Who’s behind this site
Homeschool Laws by State is an independent publisher operated by VentureCorp Publishing. We are not a law firm, an advocacy organization, or a state agency. Nothing on this site is legal advice.
Where our data comes from
| Data | Source | Used for |
|---|---|---|
| Requirement summaries (50 states) | The controlling state statutes and administrative rules, cited on each page | The published source for every requirement |
| Spot checks | State education department pages (e.g. NY, CO confirmed cleanly) | Cross-verification of notification and instruction-time rules |
| Consulted compilations | The Coalition for Responsible Home Education's policy summaries were consulted during research (no text republished) | Research orientation only — statutes are the published source |
How we calculate
Each state's requirements are normalized into four fields — notification, assessment, subjects, parent qualifications — plus the statute citations. Where a requirement was too nuanced for a single label (13 states), we resolved it into statute-cited plain language on 2026-06-10 and the page renders that detail. Every state page carries a “verified as of” date and a not-legal-advice notice.

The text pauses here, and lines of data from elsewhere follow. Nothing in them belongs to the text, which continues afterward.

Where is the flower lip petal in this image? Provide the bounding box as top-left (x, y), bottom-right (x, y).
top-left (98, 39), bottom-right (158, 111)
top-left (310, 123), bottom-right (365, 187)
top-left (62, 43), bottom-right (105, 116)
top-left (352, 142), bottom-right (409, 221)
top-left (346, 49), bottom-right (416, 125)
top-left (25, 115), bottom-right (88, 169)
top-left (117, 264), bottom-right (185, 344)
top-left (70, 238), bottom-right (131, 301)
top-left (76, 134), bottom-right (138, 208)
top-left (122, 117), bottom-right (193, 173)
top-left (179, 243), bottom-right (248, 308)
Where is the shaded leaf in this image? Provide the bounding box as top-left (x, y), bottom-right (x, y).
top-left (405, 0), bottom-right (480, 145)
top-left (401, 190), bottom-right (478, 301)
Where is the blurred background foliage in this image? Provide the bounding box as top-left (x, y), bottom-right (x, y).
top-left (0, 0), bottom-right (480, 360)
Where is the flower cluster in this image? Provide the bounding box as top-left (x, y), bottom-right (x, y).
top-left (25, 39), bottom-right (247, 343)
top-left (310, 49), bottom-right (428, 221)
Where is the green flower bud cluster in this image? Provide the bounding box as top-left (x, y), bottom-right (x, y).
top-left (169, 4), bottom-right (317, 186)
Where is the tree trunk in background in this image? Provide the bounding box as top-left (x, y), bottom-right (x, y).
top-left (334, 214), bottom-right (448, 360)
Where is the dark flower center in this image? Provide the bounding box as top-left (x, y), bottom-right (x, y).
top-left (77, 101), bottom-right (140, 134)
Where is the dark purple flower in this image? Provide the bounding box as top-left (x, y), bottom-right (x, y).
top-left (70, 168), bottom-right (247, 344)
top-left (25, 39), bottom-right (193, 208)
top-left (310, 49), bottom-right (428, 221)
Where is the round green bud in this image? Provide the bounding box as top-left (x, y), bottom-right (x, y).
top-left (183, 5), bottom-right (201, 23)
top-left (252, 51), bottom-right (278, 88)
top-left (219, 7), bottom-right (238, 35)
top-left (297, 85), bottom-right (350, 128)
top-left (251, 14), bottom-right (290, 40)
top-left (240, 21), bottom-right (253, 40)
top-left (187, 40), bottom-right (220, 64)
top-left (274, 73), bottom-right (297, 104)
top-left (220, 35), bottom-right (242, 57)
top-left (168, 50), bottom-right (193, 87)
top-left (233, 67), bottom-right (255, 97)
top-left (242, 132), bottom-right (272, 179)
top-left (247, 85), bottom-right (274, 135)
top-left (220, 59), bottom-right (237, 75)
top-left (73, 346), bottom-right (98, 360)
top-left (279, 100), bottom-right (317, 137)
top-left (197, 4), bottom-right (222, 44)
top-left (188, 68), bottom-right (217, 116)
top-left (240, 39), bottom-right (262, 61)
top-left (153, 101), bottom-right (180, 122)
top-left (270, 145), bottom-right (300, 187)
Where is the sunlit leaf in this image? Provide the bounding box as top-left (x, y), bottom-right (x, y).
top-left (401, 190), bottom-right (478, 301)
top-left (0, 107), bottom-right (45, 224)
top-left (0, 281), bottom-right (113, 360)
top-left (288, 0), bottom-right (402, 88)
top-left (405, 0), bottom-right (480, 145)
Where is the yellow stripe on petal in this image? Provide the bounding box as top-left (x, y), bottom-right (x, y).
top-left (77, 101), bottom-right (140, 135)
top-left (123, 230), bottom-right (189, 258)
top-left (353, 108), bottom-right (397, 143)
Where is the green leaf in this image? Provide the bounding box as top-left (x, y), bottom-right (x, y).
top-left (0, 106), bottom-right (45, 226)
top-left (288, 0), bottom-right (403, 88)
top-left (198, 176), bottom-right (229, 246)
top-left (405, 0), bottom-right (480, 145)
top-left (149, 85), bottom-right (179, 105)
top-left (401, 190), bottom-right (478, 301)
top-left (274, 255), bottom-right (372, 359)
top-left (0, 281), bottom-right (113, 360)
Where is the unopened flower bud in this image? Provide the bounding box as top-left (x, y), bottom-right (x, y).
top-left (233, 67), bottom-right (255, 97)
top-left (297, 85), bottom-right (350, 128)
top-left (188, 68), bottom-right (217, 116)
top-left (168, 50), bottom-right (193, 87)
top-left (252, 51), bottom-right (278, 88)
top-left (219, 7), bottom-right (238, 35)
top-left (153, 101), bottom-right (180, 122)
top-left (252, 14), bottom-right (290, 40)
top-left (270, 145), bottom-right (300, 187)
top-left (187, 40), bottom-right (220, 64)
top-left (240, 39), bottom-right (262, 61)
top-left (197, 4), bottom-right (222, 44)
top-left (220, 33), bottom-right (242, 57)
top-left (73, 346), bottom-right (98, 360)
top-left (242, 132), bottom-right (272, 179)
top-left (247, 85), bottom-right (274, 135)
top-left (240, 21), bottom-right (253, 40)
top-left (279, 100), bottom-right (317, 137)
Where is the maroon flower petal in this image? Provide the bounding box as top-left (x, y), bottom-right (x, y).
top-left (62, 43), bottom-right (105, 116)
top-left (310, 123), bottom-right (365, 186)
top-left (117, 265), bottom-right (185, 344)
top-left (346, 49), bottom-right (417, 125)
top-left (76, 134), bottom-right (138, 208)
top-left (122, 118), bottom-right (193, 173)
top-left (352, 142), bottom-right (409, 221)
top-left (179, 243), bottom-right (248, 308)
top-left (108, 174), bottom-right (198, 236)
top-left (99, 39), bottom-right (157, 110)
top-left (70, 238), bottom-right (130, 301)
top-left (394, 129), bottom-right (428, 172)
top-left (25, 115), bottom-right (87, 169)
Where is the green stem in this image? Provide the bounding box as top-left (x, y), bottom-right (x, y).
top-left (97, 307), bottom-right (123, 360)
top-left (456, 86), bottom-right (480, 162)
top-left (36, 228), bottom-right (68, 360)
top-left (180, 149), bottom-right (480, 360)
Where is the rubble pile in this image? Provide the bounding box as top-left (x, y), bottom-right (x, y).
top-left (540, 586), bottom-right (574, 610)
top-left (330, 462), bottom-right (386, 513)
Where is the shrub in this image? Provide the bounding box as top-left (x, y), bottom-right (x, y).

Independence & how we make money
Some links may be affiliate links to curriculum or education partners; if you buy through one we may earn a commission at no extra cost to you. Partners never see or influence the legal summaries. We don't rank states or curricula.
Keeping it current
Homeschool statutes are amended in legislative sessions, with most changes effective July 1. We re-verify the full set semiannually (aligned to sessions) and re-check any state on publish. Current verification date: June 2026.